Apesar de ser uma abordagem promissora, os estudos e as publicações sobre a educação não formal no Brasil ainda são recentes e pouco utilizados. Os autores Alves, Passos e Arruda (2009) fizeram uma revisão bibliográfica de artigos publicados em seis periódicos de âmbito nacional da área Ensino de Ciências pertencentes ao campo da educação não formal no período de 1984 a 2008. Os periódicos selecionados pelos autores foram: Revista Brasileira de ensino de Física; Caderno brasileiro de ensino de Física; Ciência & Educação; Investigações em ensino de Ciências; Ensaio: pesquisa em educação em ciências e Revista Brasileira de pesquisa em educação em ciências. O objetivo dos autores foi verificar os principais problemas e temáticas dos artigos que tratavam da educação não formal.

Dos 33 artigos encontrados, dentre 1061 artigos das 149 revistas, Alves, Passos e Arruda (2009) concluíram que 36% apresentam as relações entre museu/escola/sociedade; 28% valorizam atividades de campo, como excursões, educação ambiental, ciências naturais, projetos e interdisciplinaridade; 24% investigam a prática de professores no ensino não formal, referente à formação e metodologias utilizadas pelos professores; e 12% discutem a interação entre educação formal, informal e não formal. Além disso, de acordo com as temáticas dos artigos, os autores as agruparam em algumas categorias, sendo elas: as percepções e concepções de professores iniciantes e em exercício; metodologias de coleta e

análise de dados em ambientes em que a Educação não formal se faz; discussões de atividades e propostas de disciplinas; trabalhos colaborativos; pesquisa-ação; trabalho com projetos; utilização da história e da filosofia da Ciência como tema gerador e/ou motivador do processo de abordagem; utilização da teoria do conhecimento para a análise da aprendizagem nesses espaços.

Com relação aos conceitos e definições da educação não formal, Alves, Passos e Arruda (2009) observaram formas variadas apresentadas pelos autores dos artigos. E por fim, os autores destacam que as pesquisas foram situadas em contextos de ensino, aprendizagem e formação, tendo como referências as disciplinas presentes no aprendizado formal, estruturas de cursos temporários e regulares nos moldes e em formatos similares aos da educação formal, e a realização de atividades seguindo os mesmos passos e planejamento daquelas conhecidas nos espaços escolares.

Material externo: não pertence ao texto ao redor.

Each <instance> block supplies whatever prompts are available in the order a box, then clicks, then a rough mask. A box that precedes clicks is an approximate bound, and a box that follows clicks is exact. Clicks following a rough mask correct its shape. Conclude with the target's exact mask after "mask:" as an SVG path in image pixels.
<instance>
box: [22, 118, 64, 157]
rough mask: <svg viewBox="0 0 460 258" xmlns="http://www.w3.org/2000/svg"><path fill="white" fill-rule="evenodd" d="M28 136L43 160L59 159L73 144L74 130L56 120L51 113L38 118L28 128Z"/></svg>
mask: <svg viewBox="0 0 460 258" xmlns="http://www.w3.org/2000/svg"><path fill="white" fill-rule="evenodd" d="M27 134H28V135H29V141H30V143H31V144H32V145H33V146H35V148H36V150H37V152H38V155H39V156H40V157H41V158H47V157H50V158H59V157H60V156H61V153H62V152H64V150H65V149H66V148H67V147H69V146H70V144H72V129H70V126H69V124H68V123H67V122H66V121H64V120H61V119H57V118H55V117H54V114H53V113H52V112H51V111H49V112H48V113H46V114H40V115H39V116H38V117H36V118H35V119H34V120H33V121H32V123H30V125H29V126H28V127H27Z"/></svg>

E, em 2010, os mesmo autores realizaram uma nova investigação nos mesmos seis periódicos de âmbito nacional da área Ensino de Ciências, pertencentes ao campo da educação não formal, no período de 1979 a 2008. O objetivo dos autores nessa nova investigação foi compreender a educação não formal, assim como evidenciar movimentos e tendências nesse campo de investigação. Nos 273 exemplares das revistas, totalizando 2315 artigos, foram encontrados apenas 45 artigos sobre a temática. Os autores destacam que o primeiro artigo com a temática surgiu em 1984 (no artigo publicado em 2009, os autores não consideram esse fato) e que, a partir de 1995, houve um aumento na incidência dessa temática, fato esse ilustrado pelo quantitativo de 95,5% dos artigos pertencerem ao período de 1995 a 2008. Além disso, os autores se posicionam com relação ao que consideram ser aprendizagem formal, não formal e informal (ALVES; PASSO; ARRUDA, 2010, p.5):

Aprendizado formal: aprendizado fornecido tipicamente por uma instituição de educação ou treinamento, estruturado (em termos de objetivos de aprendizagem, tempo de aprendizado e sustentação) e que leva a uma certificação. É intencional, do ponto de vista do aprendiz. Aprendizado não formal: não é fornecido por uma instituição educacional ou de treinamento e não leva à certificação. Entretanto, é estruturado (em termos de objetivos, tempo e suporte à aprendizagem). É intencional do ponto de vista do aprendiz. Aprendizado informal: resulta das atividades do dia a dia, relacionadas ao trabalho, família e lazer. Não é estruturado (em termos de objetivos, tempo e suporte à aprendizagem) e normalmente não leva a uma certificação. O aprendizado informal pode ser intencional, mas na maioria das vezes é não intencional ou incidental.